= Otis T. Carr =

Anti-gravity

Otis T. Carr (December 7, 1904 – September 20, 1982) first emerged into the 1950s flying saucer scene in Baltimore, Maryland. In 1955, he founded OTC Enterprises, a company that was supposed to advance and apply technology originally suggested by Nikola Tesla. The claim to be applying some idea of Tesla's was quite common among exploiters of the flying saucer movement in the 1950s; for example. George Van Tassel's Integratron was supposedly based partially on (unspecified) lore from Tesla and partially on lore from friendly Space Brothers from Venus.

Carr patented a flying saucer, and asserted he was working on a full-size version that could fly to the Moon and return in less than a day, using two counter-rotating metal plates, spinning electromagnets and large capacitors, which when spinning charged and powered by a battery, which became "activated by the energy of space." He named this device the Ezechiel Wheel.
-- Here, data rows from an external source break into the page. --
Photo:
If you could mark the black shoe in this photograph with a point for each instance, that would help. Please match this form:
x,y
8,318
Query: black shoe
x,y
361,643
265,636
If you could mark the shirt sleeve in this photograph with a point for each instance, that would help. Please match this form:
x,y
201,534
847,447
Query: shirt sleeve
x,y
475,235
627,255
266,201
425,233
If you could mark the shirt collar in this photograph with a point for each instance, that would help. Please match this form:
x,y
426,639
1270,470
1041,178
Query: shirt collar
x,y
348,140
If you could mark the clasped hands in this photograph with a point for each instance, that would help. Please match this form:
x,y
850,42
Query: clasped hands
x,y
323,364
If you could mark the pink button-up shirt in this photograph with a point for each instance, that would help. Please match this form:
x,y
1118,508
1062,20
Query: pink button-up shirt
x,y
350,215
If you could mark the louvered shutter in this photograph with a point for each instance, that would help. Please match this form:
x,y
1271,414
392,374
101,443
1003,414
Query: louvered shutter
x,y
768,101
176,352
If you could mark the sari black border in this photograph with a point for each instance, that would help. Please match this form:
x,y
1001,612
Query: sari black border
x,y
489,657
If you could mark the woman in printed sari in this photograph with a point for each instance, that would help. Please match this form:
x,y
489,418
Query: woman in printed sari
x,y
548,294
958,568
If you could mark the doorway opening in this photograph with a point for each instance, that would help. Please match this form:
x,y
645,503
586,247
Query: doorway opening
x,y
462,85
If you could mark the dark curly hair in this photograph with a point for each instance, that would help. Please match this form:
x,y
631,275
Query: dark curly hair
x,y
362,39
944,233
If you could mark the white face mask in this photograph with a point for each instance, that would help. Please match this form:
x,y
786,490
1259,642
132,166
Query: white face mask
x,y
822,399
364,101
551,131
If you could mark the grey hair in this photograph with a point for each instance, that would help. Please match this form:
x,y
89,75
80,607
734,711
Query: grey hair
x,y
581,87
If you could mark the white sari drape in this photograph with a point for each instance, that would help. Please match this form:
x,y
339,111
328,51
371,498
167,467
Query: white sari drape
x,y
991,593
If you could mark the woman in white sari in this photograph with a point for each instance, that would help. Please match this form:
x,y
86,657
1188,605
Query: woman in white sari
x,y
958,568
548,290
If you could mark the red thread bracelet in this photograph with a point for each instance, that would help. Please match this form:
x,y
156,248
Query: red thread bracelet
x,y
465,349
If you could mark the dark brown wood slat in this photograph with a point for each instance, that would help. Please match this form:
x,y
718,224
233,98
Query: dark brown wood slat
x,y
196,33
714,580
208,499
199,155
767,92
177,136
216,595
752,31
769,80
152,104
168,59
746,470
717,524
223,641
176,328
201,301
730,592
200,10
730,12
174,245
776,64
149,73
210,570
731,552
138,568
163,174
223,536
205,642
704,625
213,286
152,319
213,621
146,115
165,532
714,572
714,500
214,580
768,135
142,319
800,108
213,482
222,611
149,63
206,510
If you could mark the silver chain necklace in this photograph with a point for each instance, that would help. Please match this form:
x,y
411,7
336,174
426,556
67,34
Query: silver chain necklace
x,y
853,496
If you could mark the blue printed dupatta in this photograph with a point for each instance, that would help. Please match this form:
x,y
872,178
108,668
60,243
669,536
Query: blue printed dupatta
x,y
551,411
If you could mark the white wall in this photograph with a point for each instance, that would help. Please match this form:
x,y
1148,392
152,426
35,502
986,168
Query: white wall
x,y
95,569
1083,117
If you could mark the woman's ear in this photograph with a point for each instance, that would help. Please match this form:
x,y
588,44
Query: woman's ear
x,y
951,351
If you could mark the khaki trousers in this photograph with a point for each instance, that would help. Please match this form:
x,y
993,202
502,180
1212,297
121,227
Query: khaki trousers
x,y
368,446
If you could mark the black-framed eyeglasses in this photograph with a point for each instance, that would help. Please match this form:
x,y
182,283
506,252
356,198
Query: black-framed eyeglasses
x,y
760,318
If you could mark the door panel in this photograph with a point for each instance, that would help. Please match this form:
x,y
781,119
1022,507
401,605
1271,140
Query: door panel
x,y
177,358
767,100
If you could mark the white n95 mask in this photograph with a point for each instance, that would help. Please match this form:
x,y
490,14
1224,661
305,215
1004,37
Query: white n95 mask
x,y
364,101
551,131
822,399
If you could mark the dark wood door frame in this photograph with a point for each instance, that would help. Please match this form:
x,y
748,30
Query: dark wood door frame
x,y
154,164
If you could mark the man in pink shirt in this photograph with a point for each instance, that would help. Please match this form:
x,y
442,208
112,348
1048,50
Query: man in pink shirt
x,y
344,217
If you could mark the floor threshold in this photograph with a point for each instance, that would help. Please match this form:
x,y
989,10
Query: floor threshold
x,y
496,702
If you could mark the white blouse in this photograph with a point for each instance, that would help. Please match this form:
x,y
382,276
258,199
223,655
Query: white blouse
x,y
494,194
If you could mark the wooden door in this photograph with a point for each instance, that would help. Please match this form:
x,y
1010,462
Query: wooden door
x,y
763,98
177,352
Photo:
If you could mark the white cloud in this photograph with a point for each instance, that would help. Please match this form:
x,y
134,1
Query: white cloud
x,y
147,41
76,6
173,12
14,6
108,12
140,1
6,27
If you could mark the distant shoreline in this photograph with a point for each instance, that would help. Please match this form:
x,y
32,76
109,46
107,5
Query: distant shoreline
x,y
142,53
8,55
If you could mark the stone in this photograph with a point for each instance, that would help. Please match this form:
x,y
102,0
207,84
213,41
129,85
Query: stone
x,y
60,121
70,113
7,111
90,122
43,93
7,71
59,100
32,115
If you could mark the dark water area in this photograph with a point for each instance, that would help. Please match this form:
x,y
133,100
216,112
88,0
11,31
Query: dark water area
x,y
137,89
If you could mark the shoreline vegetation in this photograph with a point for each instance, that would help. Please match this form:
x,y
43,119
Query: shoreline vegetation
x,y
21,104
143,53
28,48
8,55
Carr's scheme resembles slightly earlier proposals by John R. R. Searl and Thomas Townsend Brown. Carr also claimed to have invented "The Gravity Electric Generator", "The Utron Electric battery", "The Carrotto Gravity Motor", and "The Photon Gun".

Ray Palmer's Fate Magazine gave Carr and his flying saucer a great deal of free publicity, not all of it complimentary, throughout the 1950s. Carr and his promoter, Norman Evans Colton, also frequently appeared during the same period on Long John Nebel's pioneering radio and television talk show, and during each appearance, Nebel usually managed to prompt Carr into his usual state of near incoherence; for example, "Can you describe what you're holding in your hand?" "This is a dimensional object. It was designed with the dimensions of space itself. We say it is truly the geometric form of space, because it is completely round and completely square." (Carr was referring to his "Utron Coil", which was round when viewed from above and square when viewed from the side.) The ship was to be powered by Carr also said his great secret could be best expressed mathematically as "minus zero", or "zero X". Colton and Carr did manage to sell quite a bit of stock in their enterprise. Carr also teamed up with obscure contactee Wayne Sulo Aho, and he and Aho toured the various "flying saucer clubs" that then existed in nearly every major city in the United States, touting the wonders of Carr's spacecraft propulsion system.

Although Carr's business affairs were generally considered to be fraudulent, he was granted a patent by the United States Patent and Trademark Office for an "Amusement Device", , filed January 22, 1959. In 1958, Carr struck a deal with the owner of an amusement park, Frontier City, in Oklahoma City, Oklahoma. Apparently, the terms of the deal were that Carr would construct a full-scale, 45-foot (14 m) mockup of his flying saucer, OTC X-1, to be converted into a ride for the park. Carr relocated to Oklahoma City, provided the park with a dummy OTC X-1, and claimed to be readying a 6-foot (1.8 m) "prototype" of his saucer for a demonstration flight at the fairground. Carr said his demonstration model would rise to about 500 feet. He also said he would follow that triumph on December 7, 1959, by launching a working 45-foot saucer, matching the amusement park mockup, and, with Wayne Sulo Aho and himself as pilots, would fly from the fairground site to the Moon and return in a few hours. The 6-foot saucer demonstration was supposed to have been launched on April 19, 1959, but it never even made it to the fairground, and neither did Carr, who claimed to be feeling "unwell" on the day of his demonstration. Visitors to Carr's factory site during the period did not see any actual models of either the 6-foot or 45-foot saucers. Instead, they were shown a small and motionless "three dimensional illustration of Carr's ideas", mostly made of wood. Carr had already dropped from sight shortly before the launch date for the 6-foot model, and was not seen for quite some time thereafter.

In January 1961, Carr was convicted in Oklahoma of "the crime of selling securities without registering the same" and fined $5,000, far less than the sums he had bilked from investors in the area. Carr appealed the conviction, which was denied on March 1, 1961. Carr could not (or would not) pay the fine and served part of a 14-year jail term. Following his release, Carr fled the state and soon resurfaced elsewhere, eventually settling in Pittsburgh, Pennsylvania, still selling non-working "free energy" technology. In 1966, Carr claimed that his earlier demonstrations had failed simply because he hadn't enough time to perfect the device. Carr died in 1982. Aho was believed to be an innocent dupe.